The obvious problem is what happens to children. When it becomes so egregious that CPS must step in and take children from their parents, it means the home life for those children is, at best, not supportive of their health and welfare and, at worst, a threat to their health and safety.
Children need their parents, that’s the foundation of growth and becoming an adult. The most influential person in a child’s life is the parent. Once gone, the very foundation of that child’s life is eroded, perhaps forever.
Another level is the effect on that child being taken someplace to stay with strangers, perhaps hundreds of miles away. The fear of the unknown can have a traumatic effect on those who are so young and often do not understand the circumstances. All they know is that they are not at home and in a strange place with no friends, no family.

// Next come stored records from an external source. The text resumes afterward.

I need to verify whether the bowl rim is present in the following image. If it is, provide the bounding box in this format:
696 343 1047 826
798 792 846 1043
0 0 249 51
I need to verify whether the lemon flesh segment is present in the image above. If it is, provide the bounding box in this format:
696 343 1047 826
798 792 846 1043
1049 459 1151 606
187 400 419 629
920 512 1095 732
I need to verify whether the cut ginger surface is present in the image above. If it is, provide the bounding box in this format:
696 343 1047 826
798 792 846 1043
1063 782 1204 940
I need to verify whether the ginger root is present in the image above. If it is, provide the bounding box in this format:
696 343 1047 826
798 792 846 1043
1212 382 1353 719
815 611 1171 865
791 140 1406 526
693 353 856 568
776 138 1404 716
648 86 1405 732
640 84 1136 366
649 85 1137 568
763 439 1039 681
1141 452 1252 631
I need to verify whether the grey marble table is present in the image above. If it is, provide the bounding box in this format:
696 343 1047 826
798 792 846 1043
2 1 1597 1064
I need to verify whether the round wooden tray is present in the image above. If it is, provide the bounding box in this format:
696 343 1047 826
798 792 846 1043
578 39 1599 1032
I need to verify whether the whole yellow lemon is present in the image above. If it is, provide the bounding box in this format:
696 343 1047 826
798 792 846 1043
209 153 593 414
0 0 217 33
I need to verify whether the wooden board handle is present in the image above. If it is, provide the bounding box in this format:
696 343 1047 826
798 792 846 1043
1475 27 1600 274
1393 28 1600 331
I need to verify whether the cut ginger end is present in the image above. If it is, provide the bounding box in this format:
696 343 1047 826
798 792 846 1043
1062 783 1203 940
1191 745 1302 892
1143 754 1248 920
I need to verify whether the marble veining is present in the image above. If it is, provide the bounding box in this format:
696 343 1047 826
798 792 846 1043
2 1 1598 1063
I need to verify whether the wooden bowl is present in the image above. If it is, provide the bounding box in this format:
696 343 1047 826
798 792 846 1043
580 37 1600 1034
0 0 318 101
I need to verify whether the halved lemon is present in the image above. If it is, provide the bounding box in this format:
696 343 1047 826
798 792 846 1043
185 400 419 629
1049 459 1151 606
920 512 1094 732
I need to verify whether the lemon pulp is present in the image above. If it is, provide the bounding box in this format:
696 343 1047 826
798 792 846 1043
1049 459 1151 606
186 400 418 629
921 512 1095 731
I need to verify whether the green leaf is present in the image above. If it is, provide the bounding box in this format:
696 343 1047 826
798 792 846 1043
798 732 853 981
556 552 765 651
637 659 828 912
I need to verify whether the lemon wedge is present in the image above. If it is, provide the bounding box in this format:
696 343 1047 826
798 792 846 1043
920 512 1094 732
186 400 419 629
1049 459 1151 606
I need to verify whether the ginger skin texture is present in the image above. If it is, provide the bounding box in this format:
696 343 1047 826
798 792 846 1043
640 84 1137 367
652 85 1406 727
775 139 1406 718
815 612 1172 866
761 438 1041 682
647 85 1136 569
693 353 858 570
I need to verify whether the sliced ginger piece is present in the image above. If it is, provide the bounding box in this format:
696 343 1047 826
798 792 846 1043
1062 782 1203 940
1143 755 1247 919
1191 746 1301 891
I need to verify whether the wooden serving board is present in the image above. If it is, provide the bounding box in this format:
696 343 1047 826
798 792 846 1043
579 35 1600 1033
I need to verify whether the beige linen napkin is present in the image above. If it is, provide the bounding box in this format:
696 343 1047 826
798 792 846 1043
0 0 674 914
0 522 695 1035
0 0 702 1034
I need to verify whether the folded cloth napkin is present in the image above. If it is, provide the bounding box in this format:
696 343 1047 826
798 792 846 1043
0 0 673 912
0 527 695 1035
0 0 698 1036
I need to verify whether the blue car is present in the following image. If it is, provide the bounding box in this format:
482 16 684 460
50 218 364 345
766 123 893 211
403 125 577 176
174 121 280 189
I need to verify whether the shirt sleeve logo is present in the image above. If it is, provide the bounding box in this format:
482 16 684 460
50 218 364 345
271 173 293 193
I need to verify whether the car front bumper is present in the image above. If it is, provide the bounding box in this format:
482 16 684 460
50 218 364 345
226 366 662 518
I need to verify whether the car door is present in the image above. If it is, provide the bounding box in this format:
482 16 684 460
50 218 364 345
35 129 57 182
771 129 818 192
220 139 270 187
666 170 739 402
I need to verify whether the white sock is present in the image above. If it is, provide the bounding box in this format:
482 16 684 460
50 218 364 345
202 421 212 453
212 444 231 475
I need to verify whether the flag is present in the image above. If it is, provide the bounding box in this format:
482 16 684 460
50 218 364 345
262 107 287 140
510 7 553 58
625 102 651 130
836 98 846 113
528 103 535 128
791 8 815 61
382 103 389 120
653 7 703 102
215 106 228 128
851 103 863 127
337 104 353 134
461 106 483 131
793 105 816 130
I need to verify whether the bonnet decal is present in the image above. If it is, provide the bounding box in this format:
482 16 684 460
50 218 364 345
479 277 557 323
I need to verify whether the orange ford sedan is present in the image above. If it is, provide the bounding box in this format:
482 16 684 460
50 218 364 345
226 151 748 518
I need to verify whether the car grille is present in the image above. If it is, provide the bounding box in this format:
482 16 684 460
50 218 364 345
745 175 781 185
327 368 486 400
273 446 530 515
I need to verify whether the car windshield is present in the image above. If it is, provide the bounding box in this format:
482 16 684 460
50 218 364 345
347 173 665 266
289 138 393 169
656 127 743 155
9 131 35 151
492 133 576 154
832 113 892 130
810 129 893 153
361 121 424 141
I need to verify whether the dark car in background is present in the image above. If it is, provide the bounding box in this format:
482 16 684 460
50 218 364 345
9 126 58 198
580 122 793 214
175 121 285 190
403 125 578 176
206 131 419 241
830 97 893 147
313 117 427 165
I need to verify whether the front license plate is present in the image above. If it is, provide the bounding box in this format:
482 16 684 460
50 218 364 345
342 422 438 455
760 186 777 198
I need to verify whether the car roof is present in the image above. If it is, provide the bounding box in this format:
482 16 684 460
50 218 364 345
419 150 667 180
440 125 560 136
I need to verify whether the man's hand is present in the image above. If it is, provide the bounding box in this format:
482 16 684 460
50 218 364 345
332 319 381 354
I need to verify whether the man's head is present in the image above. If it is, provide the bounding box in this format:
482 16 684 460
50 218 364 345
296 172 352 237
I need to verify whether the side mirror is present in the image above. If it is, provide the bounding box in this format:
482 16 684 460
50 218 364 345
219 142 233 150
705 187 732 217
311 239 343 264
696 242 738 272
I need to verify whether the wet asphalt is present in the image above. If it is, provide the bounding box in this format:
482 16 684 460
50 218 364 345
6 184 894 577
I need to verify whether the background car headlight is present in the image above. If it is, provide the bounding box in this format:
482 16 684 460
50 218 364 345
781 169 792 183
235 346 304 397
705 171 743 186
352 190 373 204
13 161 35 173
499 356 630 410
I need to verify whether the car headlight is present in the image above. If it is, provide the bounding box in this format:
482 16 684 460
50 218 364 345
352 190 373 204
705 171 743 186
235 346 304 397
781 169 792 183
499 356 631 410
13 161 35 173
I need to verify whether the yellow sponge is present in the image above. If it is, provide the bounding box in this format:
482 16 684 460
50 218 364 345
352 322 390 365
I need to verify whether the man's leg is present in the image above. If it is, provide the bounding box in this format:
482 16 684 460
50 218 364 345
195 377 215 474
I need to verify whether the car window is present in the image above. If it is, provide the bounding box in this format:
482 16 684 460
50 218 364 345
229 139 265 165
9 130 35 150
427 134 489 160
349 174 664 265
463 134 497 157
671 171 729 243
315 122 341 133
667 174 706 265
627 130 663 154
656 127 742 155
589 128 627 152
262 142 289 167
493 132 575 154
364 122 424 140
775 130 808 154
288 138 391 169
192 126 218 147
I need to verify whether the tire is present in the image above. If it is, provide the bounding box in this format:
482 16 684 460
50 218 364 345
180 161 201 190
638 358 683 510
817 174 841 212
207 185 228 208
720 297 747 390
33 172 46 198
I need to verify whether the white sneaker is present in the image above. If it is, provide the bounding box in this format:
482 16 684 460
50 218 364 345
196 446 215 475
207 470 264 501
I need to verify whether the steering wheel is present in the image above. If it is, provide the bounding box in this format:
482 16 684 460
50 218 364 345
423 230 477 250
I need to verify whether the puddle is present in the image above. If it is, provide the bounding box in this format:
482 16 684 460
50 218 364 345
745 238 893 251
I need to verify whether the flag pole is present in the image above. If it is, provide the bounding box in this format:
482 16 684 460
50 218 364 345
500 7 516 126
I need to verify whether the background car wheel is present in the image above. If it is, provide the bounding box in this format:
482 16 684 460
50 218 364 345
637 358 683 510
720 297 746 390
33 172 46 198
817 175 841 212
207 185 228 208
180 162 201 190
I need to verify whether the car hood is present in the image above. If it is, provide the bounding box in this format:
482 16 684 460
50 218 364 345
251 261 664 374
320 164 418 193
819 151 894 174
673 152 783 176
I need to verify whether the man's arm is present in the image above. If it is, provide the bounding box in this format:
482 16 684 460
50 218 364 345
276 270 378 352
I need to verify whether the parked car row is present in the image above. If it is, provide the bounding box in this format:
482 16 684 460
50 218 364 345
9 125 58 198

The financial burden is also staggering. From taking children to foster homes, supporting foster families, legal costs, attorney fees and other services for the family.
The hours and hours tied up in administering the program and the trips to court, often several times, is a burden on tax dollars. How much better would it be to use that money to help low-income families?
Apparently, the majority of this stems from drug abuse. In conversation with County Attorney Phil Garrett, the problem seems to be handed from generation to generation.
That is a cycle that must be broken, by whatever means.
Perhaps it is time to once again toughen laws for drug use and possession. Dealing? The laws have to get tougher and plea bargains need to go away. No more coddling, no more “Oh it’s not his fault,” no more “If you promise, I’ll let you off with a little probation.”
Guess it’s a good thing I’m not a judge — they’d probably toss me out on my ear.